We had to change trains in Oakland to get to the city, so I had to gently wake him. Once awake, the lines in his forehead and around his eyes magically reappeared. The boy had disappeared before my eyes. The connecting train was there waiting for us, and we had plenty of time to cross the platform even with all that baggage in tow. Once resituated, I asked him how he got injured. In a voice remarkably devoid of self-pity, he said, The war. By the way he responded I thought better of asking for more detail than that. Then I asked him where he was headed.
He said, The VA hospital.
Do you know where it is?, I asked.
Not really. Somewhere near the Golden Gate Bridge.
Since I knew exactly where the VA hospital is, and how difficult it would be to get to by bus, I asked him if he could use some cash for a cab.
No, I’m OK.
By the way he answered I was not at all sure this was true, but I decided not to press the point.

A little while later we arrived at the station in downtown San Francisco. I had a tight schedule to catch a flight at the airport, so I found myself mirroring the young man’s other companion. I put his bags on the platform and wished him good luck and got back on the train.

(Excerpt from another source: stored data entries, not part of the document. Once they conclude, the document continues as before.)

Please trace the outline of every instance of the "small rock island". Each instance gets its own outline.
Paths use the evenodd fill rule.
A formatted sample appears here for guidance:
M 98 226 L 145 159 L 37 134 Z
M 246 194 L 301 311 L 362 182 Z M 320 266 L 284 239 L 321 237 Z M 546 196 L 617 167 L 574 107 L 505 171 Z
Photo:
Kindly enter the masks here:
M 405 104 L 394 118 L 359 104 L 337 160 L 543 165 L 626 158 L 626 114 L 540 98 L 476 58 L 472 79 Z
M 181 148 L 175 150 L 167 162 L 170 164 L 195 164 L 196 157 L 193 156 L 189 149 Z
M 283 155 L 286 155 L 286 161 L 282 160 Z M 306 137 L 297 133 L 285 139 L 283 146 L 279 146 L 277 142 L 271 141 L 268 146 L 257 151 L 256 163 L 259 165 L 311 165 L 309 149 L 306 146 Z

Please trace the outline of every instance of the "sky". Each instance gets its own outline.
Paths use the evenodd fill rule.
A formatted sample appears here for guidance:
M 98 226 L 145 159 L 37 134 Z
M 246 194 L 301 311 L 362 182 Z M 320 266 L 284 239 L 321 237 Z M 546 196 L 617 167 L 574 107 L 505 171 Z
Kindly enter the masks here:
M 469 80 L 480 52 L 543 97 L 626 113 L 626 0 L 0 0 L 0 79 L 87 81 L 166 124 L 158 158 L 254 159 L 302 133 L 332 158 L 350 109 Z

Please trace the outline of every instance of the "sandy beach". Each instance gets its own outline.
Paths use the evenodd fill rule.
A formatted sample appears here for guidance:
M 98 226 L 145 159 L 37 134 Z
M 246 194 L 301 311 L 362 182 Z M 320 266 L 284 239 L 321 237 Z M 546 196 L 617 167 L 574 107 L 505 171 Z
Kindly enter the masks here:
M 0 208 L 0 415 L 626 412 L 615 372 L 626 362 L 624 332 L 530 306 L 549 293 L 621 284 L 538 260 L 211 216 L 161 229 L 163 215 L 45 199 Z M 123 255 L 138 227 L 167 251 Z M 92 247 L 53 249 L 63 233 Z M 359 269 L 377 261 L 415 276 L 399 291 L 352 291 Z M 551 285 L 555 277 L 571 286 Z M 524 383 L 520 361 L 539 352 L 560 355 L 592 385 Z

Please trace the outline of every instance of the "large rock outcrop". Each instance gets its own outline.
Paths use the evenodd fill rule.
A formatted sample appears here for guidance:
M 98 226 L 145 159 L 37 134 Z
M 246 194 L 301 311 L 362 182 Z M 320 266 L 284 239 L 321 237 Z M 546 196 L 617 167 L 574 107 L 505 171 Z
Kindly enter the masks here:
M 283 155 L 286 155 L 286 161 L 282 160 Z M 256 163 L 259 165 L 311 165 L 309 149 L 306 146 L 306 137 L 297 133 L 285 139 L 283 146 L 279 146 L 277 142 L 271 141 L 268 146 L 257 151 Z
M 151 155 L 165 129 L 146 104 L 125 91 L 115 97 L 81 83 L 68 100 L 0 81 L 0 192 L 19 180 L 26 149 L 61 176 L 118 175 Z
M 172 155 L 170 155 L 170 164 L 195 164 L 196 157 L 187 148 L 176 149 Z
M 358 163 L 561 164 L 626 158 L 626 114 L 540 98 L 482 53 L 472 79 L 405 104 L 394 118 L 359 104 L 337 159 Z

As the train was pulling away from the station, I saw him standing quite still on the cold stone platform in the exact same posture that I found him in Berkeley. I offered a silent prayer that his next companion would arrive soon, and would take better care of him than I was able to.

And then I thought, Here we are again. Here I am again. Like my father’s war in Europe, like my uncle’s war in the Pacific, like my friends’ war in Southeast Asia, this war, like all the other wars in all those other eras, will not end when it ends. It will end when the last veteran dies, when the last living link to all the pain and suffering, to all the tortured lives and scorching memories, is broken.

That’s when this latest era will end… many years from now. Years after I join the ancestors. Many years after the last young veteran from this era finally comes home.